Is It Romantic?

Is It Romantic?

Why “romantic” is as bad a word as “classical”

Written By

Frank J. Oteri

Frank J. Oteri is an ASCAP-award winning composer and music journalist. Among his compositions are Already Yesterday or Still Tomorrow for orchestra, the "performance oratorio" MACHUNAS, the 1/4-tone sax quartet Fair and Balanced?, and the 1/6-tone rock band suite Imagined Overtures. His compositions are represented by Black Tea Music. Oteri is the Vice President of the International Society for Contemporary Music (ISCM) and is Composer Advocate at New Music USA where he has been the Editor of its web magazine, NewMusicBox.org, since its founding in 1999.

Frank J. Oteri, Editor
Frank J. Oteri
Photo by Jeffrey Herman

I’ve always had trouble with the words “classical” and “romantic” used to describe the opposing trends of intellectualism and emotionalism in music. Perhaps this was because I grew up in the 1970s and before I ever learned to appreciate so-called “classical music” (which strangely includes music that is both “classical” and “romantic”), “classical” meant I Claudius on Channel 13 and romantic meant a TV commercial for a candlelit dinner accompanied by a K-Tel soundtrack of Mantovani playing instrumental versions of popular love ballads.

This makes it somewhat difficult to engage in a semantic discussion about the term “neo-romantic” which has been frequently trotted out by music critics over the last 20 years to describe recent “classical music” which is clearly “tonally”-oriented and more “accessible” or “listener friendly” than music employing the formal scaffoldings of serialism or indeterminacy. The jury is still out on whether “minimalism” or “post-minimalism” is part of “neo-romanticism” or whether it is in opposition to it.

The problem with words beginning with the prefix “neo-” is that there is an implication that what it signifies is somehow a regression to something that has previously existed and is a reversion back to a something that had been discarded and was forgotten. Of course, most composers who have been categorized as “neo-romantics,” both those who accept and reject the term, do not view their work as a reactionary anachronism but rather as an appropriate up-to-date sound world that is more contemporary-sounding than the now older modernist tradition they have been deemed apostates from. To complicate matters further, many of today’s so-called “neo-romantics” trace their lineage to composers who have employed a tonally-based music language throughout the twentieth century. So how could something be described as “neo-” if it never went away? You still with me?

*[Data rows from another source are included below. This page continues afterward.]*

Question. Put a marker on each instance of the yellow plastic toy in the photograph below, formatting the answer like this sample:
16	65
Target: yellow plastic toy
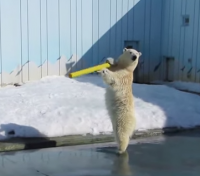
89	70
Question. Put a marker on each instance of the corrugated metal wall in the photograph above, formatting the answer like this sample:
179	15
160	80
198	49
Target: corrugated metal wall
181	40
43	37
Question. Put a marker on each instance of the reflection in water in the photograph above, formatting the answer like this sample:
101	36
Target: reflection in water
120	162
121	165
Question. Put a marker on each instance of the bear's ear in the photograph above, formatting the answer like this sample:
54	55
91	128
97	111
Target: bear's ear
125	49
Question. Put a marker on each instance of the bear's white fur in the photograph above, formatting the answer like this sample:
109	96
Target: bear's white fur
119	97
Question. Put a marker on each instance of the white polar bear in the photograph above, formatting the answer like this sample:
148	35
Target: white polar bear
119	97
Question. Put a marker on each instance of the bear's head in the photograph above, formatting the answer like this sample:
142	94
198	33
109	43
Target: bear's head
129	59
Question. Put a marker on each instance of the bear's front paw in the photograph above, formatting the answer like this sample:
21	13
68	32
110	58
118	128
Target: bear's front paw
110	60
104	71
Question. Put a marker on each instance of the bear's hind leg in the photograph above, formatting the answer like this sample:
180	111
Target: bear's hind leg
123	141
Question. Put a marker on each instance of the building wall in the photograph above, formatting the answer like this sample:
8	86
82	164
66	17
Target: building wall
43	37
181	40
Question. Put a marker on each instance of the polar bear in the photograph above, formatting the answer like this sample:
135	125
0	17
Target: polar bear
119	97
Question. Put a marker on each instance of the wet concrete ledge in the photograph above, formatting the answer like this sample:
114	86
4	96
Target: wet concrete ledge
15	144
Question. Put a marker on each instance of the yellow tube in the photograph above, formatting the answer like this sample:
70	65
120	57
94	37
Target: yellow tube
89	70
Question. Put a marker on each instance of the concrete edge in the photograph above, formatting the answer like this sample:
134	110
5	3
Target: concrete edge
16	144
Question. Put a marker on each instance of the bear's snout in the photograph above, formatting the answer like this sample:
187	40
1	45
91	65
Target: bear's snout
134	58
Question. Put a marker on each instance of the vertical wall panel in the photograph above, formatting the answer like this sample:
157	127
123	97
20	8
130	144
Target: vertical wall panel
183	39
146	51
104	25
113	31
87	29
195	40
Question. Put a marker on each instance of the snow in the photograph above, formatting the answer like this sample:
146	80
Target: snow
58	106
186	86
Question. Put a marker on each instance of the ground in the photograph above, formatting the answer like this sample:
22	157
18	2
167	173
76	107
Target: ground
160	156
57	106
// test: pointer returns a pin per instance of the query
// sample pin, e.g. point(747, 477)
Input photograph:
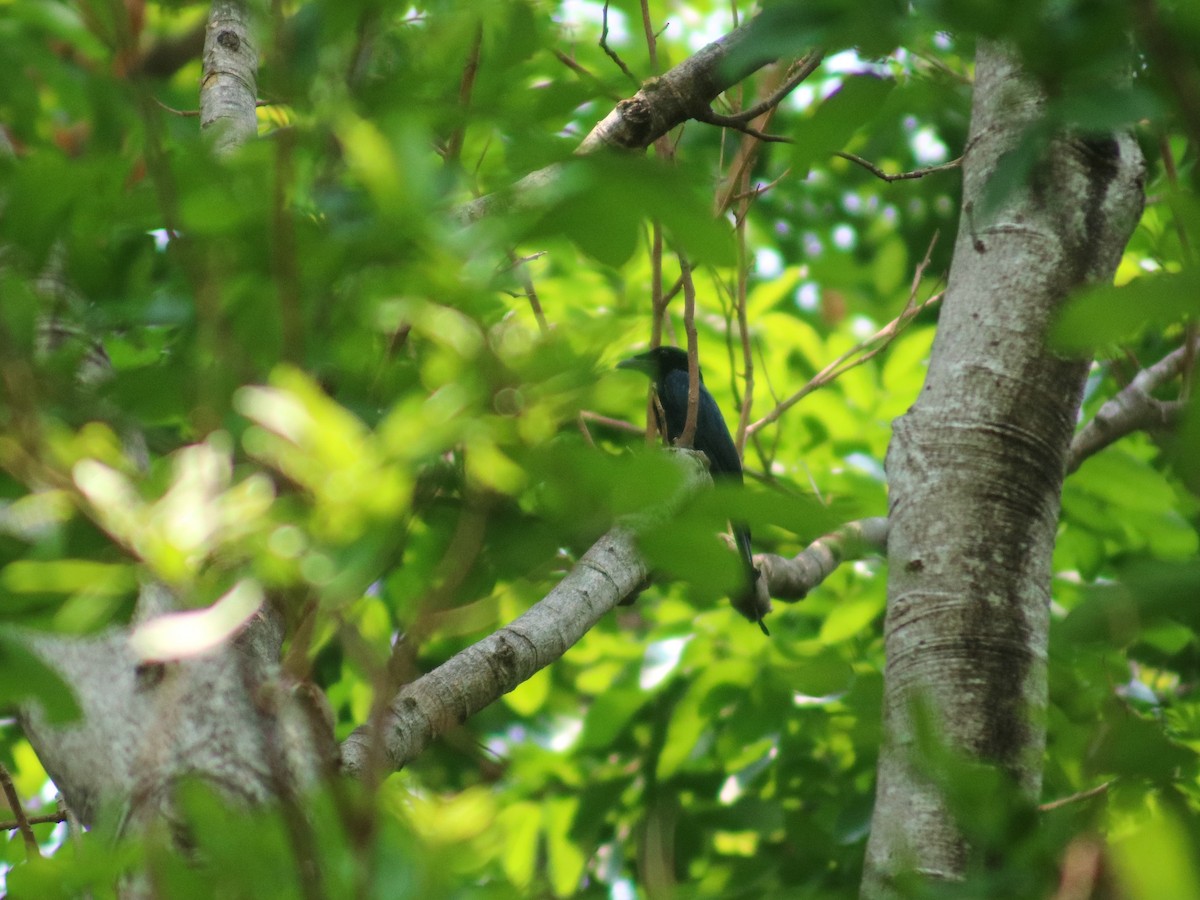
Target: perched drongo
point(667, 367)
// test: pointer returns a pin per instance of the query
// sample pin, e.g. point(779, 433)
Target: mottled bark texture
point(607, 574)
point(228, 718)
point(229, 83)
point(976, 469)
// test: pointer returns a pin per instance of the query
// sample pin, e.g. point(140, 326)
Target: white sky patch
point(802, 97)
point(808, 295)
point(863, 328)
point(564, 736)
point(661, 659)
point(844, 61)
point(577, 13)
point(767, 263)
point(928, 148)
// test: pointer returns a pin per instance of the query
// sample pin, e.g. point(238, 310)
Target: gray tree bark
point(976, 469)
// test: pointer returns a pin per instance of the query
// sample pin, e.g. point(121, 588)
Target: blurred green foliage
point(322, 382)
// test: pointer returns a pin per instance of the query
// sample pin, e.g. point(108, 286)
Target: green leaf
point(839, 117)
point(1108, 315)
point(25, 678)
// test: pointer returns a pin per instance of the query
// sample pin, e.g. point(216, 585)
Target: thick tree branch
point(607, 574)
point(791, 579)
point(665, 101)
point(976, 471)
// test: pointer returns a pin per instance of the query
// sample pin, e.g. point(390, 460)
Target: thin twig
point(23, 823)
point(851, 358)
point(760, 190)
point(689, 327)
point(1075, 798)
point(1133, 408)
point(612, 54)
point(466, 85)
point(55, 817)
point(531, 292)
point(652, 37)
point(583, 72)
point(901, 175)
point(796, 73)
point(709, 118)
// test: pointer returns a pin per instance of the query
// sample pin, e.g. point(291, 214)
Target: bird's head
point(658, 361)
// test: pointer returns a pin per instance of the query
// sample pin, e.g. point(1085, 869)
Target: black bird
point(667, 367)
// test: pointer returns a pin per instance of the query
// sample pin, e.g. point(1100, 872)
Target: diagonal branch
point(792, 579)
point(1133, 408)
point(684, 91)
point(468, 682)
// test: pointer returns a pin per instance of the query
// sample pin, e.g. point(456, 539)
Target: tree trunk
point(976, 469)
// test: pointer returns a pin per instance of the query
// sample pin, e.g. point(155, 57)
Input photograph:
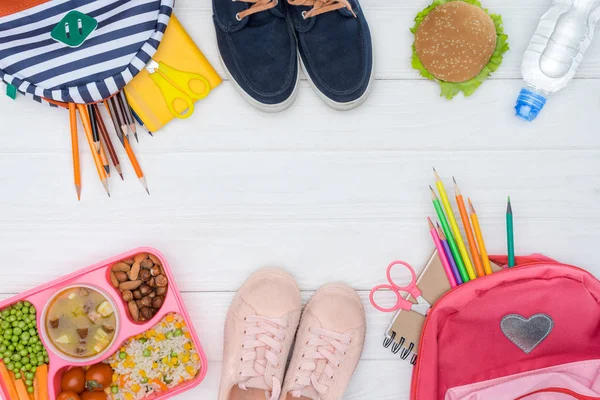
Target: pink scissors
point(422, 306)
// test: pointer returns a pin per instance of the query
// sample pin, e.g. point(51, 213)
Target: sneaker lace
point(263, 344)
point(322, 6)
point(256, 7)
point(326, 356)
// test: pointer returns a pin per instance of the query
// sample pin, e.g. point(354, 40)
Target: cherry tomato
point(73, 380)
point(68, 396)
point(93, 396)
point(98, 377)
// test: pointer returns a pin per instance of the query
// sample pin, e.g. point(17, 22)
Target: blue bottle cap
point(529, 104)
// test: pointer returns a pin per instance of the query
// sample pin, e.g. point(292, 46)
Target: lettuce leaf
point(450, 89)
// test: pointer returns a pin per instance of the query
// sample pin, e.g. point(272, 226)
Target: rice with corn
point(155, 361)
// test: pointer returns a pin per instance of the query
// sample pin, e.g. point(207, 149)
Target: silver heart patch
point(526, 333)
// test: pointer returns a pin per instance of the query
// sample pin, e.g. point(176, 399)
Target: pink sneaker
point(328, 345)
point(259, 332)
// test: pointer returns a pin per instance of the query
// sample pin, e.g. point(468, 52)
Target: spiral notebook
point(404, 333)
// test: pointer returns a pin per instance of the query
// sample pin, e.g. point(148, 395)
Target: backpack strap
point(560, 390)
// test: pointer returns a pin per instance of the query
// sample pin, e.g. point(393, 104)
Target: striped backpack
point(77, 51)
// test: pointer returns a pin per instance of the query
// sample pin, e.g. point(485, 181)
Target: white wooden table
point(330, 196)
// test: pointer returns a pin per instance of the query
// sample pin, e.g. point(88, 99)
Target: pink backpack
point(531, 332)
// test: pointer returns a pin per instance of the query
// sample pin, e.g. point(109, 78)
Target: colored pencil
point(454, 249)
point(455, 231)
point(127, 146)
point(124, 119)
point(106, 140)
point(95, 135)
point(510, 236)
point(135, 164)
point(139, 120)
point(75, 148)
point(441, 253)
point(101, 150)
point(460, 201)
point(128, 114)
point(113, 116)
point(484, 257)
point(449, 257)
point(87, 127)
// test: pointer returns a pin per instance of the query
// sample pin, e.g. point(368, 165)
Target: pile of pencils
point(460, 266)
point(98, 138)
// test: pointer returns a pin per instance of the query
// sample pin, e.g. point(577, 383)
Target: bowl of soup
point(80, 323)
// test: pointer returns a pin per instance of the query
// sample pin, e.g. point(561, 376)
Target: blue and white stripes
point(128, 34)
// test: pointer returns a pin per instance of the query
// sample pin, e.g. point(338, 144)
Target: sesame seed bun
point(455, 41)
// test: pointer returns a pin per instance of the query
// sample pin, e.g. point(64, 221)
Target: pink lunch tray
point(98, 275)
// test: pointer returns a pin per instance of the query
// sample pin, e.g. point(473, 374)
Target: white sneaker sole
point(335, 104)
point(268, 108)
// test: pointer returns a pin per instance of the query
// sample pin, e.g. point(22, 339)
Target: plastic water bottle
point(555, 51)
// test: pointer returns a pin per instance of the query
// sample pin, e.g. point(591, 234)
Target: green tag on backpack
point(74, 29)
point(11, 91)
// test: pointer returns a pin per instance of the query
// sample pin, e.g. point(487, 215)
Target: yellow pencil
point(454, 226)
point(484, 257)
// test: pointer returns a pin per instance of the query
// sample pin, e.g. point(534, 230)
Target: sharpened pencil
point(468, 231)
point(106, 140)
point(75, 149)
point(510, 236)
point(128, 114)
point(484, 257)
point(87, 127)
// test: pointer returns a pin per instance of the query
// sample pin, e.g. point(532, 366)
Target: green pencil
point(510, 236)
point(453, 247)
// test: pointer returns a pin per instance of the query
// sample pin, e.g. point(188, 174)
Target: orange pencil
point(106, 140)
point(87, 127)
point(468, 230)
point(75, 148)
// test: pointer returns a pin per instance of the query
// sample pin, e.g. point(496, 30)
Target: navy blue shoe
point(335, 48)
point(259, 51)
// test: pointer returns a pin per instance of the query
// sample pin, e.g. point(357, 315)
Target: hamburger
point(458, 44)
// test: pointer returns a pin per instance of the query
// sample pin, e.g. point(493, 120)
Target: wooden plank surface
point(329, 196)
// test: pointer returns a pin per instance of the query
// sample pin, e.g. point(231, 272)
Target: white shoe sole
point(335, 104)
point(268, 108)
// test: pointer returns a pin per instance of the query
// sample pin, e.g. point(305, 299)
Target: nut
point(121, 276)
point(145, 275)
point(145, 302)
point(130, 285)
point(154, 259)
point(145, 289)
point(147, 313)
point(113, 279)
point(161, 281)
point(157, 302)
point(121, 266)
point(134, 272)
point(134, 310)
point(140, 257)
point(155, 270)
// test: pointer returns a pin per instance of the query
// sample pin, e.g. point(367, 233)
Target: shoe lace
point(256, 7)
point(322, 6)
point(326, 356)
point(262, 346)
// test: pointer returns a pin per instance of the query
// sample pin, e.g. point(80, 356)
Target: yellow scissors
point(180, 89)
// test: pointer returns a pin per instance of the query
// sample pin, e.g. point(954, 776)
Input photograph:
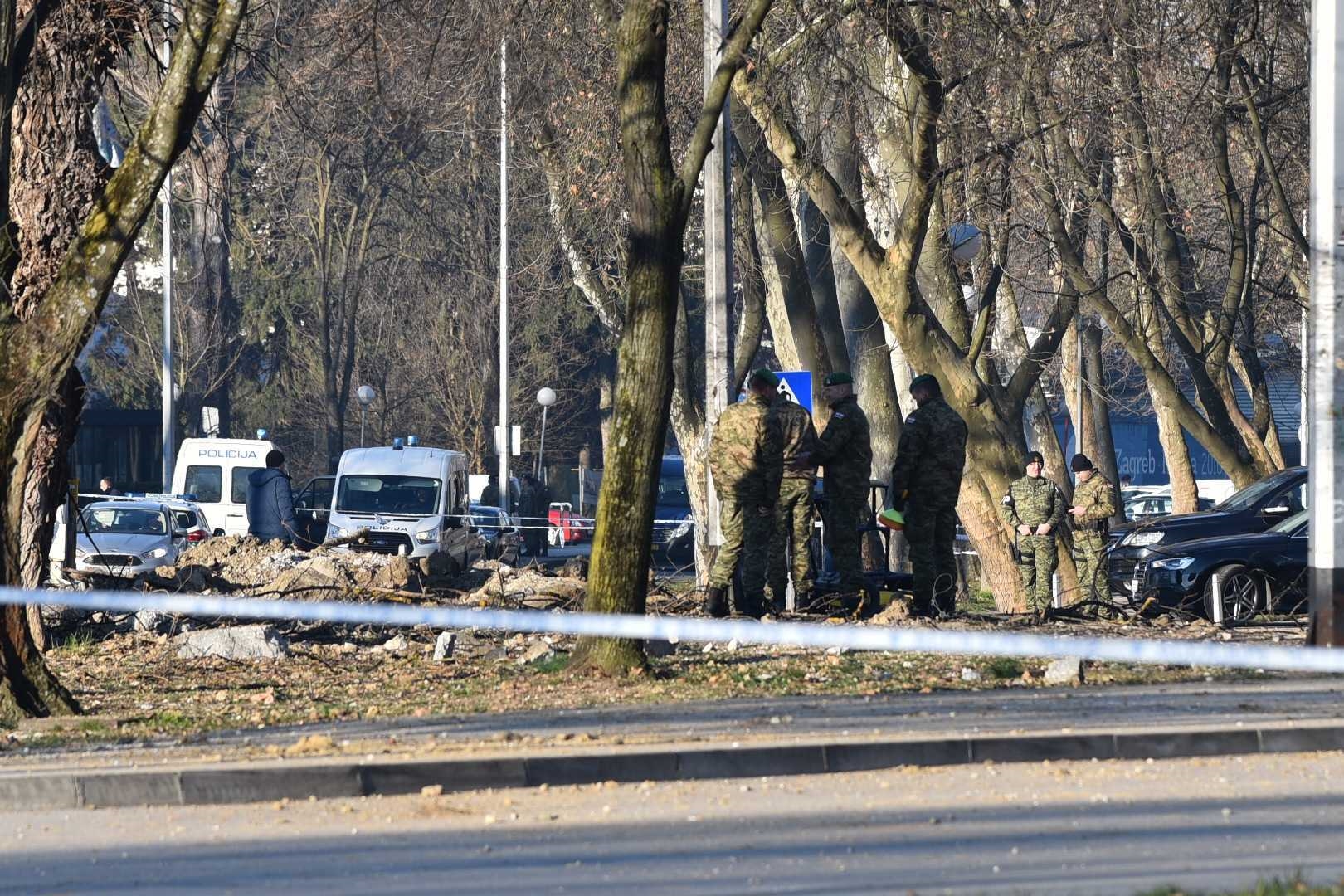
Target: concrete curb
point(324, 779)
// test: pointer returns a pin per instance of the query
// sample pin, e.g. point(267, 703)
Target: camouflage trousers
point(746, 539)
point(843, 518)
point(1089, 550)
point(932, 533)
point(789, 548)
point(1038, 555)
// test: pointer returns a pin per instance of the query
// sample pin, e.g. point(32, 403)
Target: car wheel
point(1241, 594)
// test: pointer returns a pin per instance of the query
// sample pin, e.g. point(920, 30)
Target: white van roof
point(407, 461)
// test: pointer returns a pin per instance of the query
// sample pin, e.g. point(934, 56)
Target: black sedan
point(1259, 572)
point(1253, 509)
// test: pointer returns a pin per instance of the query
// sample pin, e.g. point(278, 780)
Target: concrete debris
point(236, 642)
point(444, 646)
point(538, 652)
point(152, 621)
point(1068, 670)
point(397, 644)
point(656, 648)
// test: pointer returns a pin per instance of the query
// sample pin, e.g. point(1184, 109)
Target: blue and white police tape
point(897, 640)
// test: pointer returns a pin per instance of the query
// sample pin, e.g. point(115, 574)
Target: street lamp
point(364, 395)
point(546, 398)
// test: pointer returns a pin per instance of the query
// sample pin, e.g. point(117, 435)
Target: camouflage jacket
point(930, 457)
point(845, 449)
point(799, 434)
point(746, 453)
point(1098, 497)
point(1032, 501)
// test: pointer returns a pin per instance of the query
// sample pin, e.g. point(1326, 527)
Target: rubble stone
point(1066, 670)
point(444, 646)
point(236, 642)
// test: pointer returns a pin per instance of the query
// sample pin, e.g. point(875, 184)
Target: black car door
point(312, 509)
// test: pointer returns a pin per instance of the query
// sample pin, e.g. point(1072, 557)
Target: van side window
point(206, 483)
point(238, 494)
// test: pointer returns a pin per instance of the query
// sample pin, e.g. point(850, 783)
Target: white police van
point(410, 500)
point(217, 470)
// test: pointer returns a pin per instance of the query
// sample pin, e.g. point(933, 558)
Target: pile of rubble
point(251, 567)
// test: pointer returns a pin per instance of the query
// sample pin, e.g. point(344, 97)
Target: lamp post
point(546, 398)
point(364, 395)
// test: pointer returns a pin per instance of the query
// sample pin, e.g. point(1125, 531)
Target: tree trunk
point(1101, 440)
point(41, 349)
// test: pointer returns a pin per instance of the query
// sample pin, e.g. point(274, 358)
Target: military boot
point(717, 602)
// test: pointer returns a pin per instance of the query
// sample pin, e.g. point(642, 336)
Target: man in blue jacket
point(270, 503)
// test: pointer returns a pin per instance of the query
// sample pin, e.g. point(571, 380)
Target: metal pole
point(1326, 558)
point(504, 429)
point(541, 450)
point(718, 260)
point(169, 436)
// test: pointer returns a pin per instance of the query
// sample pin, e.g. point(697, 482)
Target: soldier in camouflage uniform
point(1034, 508)
point(1094, 504)
point(793, 509)
point(845, 449)
point(746, 458)
point(925, 485)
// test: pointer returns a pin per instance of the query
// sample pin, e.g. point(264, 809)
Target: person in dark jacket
point(270, 503)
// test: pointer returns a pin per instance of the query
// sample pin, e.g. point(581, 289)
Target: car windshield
point(392, 494)
point(672, 490)
point(124, 520)
point(485, 518)
point(1252, 494)
point(1292, 524)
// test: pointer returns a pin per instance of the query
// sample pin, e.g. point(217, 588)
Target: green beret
point(926, 382)
point(765, 377)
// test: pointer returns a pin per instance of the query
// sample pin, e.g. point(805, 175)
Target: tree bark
point(42, 349)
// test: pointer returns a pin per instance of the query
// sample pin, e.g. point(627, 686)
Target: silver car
point(125, 538)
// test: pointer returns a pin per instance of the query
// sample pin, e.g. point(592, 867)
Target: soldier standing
point(793, 509)
point(746, 458)
point(1034, 508)
point(925, 485)
point(1094, 504)
point(845, 449)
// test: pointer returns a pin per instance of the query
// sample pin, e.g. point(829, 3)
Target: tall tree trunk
point(659, 207)
point(42, 349)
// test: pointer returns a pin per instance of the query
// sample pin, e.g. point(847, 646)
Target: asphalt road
point(1043, 828)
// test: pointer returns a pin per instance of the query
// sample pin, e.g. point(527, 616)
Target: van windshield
point(390, 494)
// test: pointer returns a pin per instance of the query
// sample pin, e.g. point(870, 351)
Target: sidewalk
point(728, 739)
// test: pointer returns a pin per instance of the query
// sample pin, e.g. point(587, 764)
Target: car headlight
point(1171, 563)
point(1140, 539)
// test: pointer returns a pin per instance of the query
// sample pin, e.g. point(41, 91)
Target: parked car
point(1253, 509)
point(127, 538)
point(500, 535)
point(1257, 572)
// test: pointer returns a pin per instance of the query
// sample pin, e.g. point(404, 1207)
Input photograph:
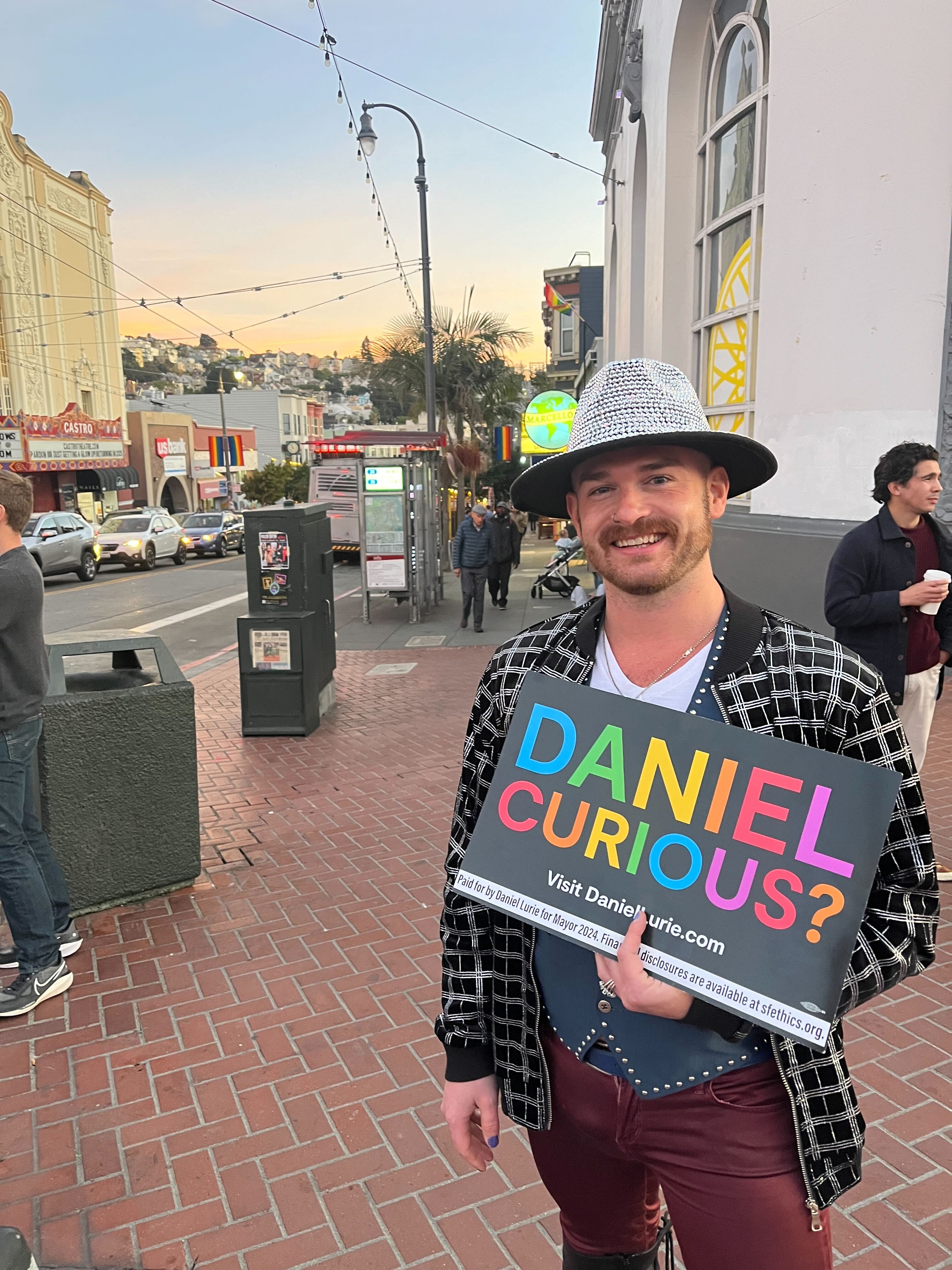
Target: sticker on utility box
point(271, 651)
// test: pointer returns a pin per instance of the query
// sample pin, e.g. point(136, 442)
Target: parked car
point(215, 531)
point(61, 543)
point(139, 541)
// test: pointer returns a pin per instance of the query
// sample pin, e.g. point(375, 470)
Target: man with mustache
point(752, 1136)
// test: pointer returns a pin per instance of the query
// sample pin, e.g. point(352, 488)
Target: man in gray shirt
point(32, 888)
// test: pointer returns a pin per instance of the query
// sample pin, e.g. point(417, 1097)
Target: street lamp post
point(226, 449)
point(367, 140)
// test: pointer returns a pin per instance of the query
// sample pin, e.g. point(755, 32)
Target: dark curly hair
point(898, 465)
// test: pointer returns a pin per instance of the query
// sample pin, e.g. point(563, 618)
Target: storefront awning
point(117, 478)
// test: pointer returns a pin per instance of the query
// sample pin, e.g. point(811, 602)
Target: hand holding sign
point(634, 986)
point(602, 808)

It seemed fitting that this September, the month in which we celebrate the birthdays of both Arnold Schoenberg and John Cage, the two composers whose names are most often invoked by opponents of modernism, that we took a stab at the word “neo-romanticism” and try to come to terms with its complex trajectory. We asked Zachary M. Lewis to sort the last century of tonally-based compositions and “melody” (another charged word). And, in further acknowledging Schoenberg who also composed tonally-based music at the end of his life, we asked a total of 13 composers, Schoenberg’s dreaded number, whether they accept or reject the term neo-romantic.

The centerpiece this month is a lengthy conversation with John La Montaine, a composer who rejects all stylistic appellations. In the late 1950s and early 1960s, La Montaine was one of America’s most successful composers. Slightly younger than Samuel Barber and David Diamond and a contemporary of Harold Shapero and Ned Rorem, all of whom never abandoned tonality, La Montaine was on a meteoric career path which included winning the 1959 Pulitzer Prize and a commission to compose music for JFK’s inauguration. Though his major works are infrequently performed today, La Montaine continues to compose and self-publish his works and though his works are clearly tonally-oriented, it would be hard to describe what he does as neo-anything!

We’d like to know your thoughts as well and invite you to contribute your ideas to our interactive Forum.

It is almost a neo-cliché (new word, why not?) to say that any attempt to find clear paths in the history of the present time is illusory, but the quest for a definition of neo-romanticism might be the clearest proof that any attempts at definitions and lineages are extraordinarily windy paths at best!